Sesungguhnya hari ini adalah hari yang telah kucemaskan sebelumnya. Resahnya lebih resah daripada mendapati kudamu pulang tanpa tuannya. Risaunya lebih risau daripada mendengar kabar kematianmu. Hari yang kucemaskan sejak pertemuan kita di kala itu, sebelum keberangkatanmu ke medan perang. Sebuah peperangan yang telah kuketahui hasilnya. Menang atau kalah, bagiku sama saja. Kematian.
Namun aku tak akan menangis karena aku tak punya hak untuk menangis. Bukankah aku yang membujukmu memenuhi permintaan sang Ratu? Majapahit lebih membutuhkan seorang satria sementara aku hanya butuh laki-laki biasa.

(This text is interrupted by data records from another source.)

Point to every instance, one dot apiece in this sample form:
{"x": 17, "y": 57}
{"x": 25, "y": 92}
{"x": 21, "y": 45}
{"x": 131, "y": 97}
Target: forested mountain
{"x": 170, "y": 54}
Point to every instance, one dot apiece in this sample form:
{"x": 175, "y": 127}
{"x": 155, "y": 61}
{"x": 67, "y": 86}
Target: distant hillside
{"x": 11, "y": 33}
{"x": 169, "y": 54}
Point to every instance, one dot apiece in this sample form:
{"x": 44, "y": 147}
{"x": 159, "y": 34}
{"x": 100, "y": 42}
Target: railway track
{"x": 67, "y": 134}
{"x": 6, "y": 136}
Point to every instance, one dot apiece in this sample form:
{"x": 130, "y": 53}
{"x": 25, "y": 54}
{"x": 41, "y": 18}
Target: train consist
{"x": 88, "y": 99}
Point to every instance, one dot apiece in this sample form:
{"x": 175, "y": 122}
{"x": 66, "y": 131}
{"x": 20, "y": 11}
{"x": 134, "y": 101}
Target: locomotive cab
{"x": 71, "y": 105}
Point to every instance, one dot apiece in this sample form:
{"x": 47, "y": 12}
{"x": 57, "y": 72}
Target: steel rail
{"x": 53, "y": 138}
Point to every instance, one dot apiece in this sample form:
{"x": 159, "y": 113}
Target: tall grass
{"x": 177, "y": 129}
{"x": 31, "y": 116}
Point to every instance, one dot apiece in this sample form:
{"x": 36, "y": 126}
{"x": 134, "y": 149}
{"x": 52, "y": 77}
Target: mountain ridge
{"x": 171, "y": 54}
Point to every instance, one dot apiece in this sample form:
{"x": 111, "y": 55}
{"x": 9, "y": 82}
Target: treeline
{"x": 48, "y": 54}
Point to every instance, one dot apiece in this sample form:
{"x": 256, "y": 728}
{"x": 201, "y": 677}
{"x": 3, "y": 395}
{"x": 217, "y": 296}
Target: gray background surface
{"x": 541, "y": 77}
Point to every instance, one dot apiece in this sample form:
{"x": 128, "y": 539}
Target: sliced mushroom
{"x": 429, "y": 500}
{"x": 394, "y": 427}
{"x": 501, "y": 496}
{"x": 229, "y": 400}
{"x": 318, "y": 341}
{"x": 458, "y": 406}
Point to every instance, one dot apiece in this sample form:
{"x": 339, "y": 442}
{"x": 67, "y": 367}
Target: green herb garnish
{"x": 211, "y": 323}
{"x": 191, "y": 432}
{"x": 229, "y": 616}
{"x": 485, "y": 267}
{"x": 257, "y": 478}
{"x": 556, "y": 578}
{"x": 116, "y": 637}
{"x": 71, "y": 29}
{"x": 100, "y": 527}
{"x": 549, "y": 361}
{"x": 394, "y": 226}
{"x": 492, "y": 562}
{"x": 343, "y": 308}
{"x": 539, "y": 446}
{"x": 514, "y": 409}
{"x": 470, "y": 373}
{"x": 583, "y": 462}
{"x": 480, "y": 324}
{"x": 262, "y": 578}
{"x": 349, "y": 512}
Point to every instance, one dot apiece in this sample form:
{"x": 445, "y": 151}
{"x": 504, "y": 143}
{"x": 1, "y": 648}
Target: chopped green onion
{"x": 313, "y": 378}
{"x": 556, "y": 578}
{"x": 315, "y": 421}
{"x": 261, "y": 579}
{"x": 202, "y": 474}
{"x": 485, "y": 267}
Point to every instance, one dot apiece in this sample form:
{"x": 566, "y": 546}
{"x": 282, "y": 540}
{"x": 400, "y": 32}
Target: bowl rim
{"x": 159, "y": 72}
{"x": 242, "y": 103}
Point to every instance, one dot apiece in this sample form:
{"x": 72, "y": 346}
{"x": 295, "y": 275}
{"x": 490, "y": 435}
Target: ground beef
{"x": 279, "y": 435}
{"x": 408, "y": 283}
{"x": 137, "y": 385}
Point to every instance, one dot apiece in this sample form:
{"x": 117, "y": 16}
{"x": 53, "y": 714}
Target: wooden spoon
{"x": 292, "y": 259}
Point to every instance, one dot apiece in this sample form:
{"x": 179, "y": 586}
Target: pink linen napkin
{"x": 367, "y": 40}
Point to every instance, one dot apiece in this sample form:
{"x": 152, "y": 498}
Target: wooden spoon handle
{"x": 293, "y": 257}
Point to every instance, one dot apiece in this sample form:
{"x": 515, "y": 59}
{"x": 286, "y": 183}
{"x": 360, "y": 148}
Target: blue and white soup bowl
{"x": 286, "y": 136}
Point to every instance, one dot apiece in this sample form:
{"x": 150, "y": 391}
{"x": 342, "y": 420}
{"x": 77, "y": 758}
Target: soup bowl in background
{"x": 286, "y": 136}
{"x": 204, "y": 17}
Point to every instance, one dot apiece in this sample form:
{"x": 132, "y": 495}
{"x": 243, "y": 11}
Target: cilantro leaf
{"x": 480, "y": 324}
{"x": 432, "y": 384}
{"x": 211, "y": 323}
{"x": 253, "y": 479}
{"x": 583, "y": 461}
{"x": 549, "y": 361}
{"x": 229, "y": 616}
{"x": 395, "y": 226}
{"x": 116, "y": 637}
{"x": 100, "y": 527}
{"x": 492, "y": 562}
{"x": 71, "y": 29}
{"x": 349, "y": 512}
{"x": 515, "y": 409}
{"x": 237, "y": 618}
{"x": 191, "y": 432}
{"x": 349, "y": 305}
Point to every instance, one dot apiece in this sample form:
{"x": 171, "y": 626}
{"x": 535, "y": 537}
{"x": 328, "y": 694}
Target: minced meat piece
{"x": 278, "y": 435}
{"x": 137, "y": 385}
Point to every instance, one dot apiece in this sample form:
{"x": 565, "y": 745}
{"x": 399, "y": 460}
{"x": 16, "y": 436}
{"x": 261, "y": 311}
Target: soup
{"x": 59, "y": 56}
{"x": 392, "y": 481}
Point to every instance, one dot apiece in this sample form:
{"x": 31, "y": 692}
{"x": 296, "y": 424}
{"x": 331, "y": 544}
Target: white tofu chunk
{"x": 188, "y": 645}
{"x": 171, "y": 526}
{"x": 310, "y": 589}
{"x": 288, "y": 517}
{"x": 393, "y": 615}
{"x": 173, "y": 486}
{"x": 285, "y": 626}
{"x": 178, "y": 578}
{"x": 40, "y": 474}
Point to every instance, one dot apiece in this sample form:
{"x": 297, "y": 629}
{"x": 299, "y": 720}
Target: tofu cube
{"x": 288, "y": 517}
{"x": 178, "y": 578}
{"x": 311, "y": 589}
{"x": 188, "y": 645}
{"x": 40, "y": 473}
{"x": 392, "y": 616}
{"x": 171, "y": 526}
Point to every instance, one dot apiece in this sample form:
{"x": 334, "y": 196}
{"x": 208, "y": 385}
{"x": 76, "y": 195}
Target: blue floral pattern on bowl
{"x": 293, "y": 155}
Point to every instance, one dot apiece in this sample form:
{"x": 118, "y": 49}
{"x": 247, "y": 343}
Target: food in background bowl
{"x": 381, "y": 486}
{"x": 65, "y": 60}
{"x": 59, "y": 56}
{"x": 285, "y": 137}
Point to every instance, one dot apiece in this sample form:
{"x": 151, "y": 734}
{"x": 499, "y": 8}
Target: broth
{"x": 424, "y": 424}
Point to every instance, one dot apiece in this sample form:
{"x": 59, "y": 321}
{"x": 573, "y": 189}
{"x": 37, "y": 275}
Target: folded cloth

Aku hanyalah wanita biasa bukan penguasa bumi nusantara. Aku hanya wanita biasa yang mencintai seorang laki-laki biasa, pencari rumput dan penjaga kuda. Aku tidaklah mencintai dia yang kini duduk di singgasana, bersandingan dengan permaisurinya, Ratu Kencono Wungu. Aku tidaklah mencintai dia yang kini bergelar Prabu Bre Wijaya. Aku tidak mencintainya yang mengambil Waita dan Puyengan, janda dari Minak Jinggo menjadi istri selirnya. Kalaupun sekarang aku berada di sini, duduk di barisan istri-istri selir Sang Raja, semata-mata karena baktiku pada istana. Kalau paduka yang berkehendak, masih bisakah aku untuk menolak?
Aku adalah yang pertama, semestinya hari ini tetap menjadi yang pertama. Bukan kedua, ketiga, atau bahkan keempat. Aku ingin menjadi satu-satunya, bukan satu di antara yang lainnya. Hari ini aku merayakan kematian cintaku bersama Damarwulan, laki-laki biasa pencari rumput dan penjaga kuda.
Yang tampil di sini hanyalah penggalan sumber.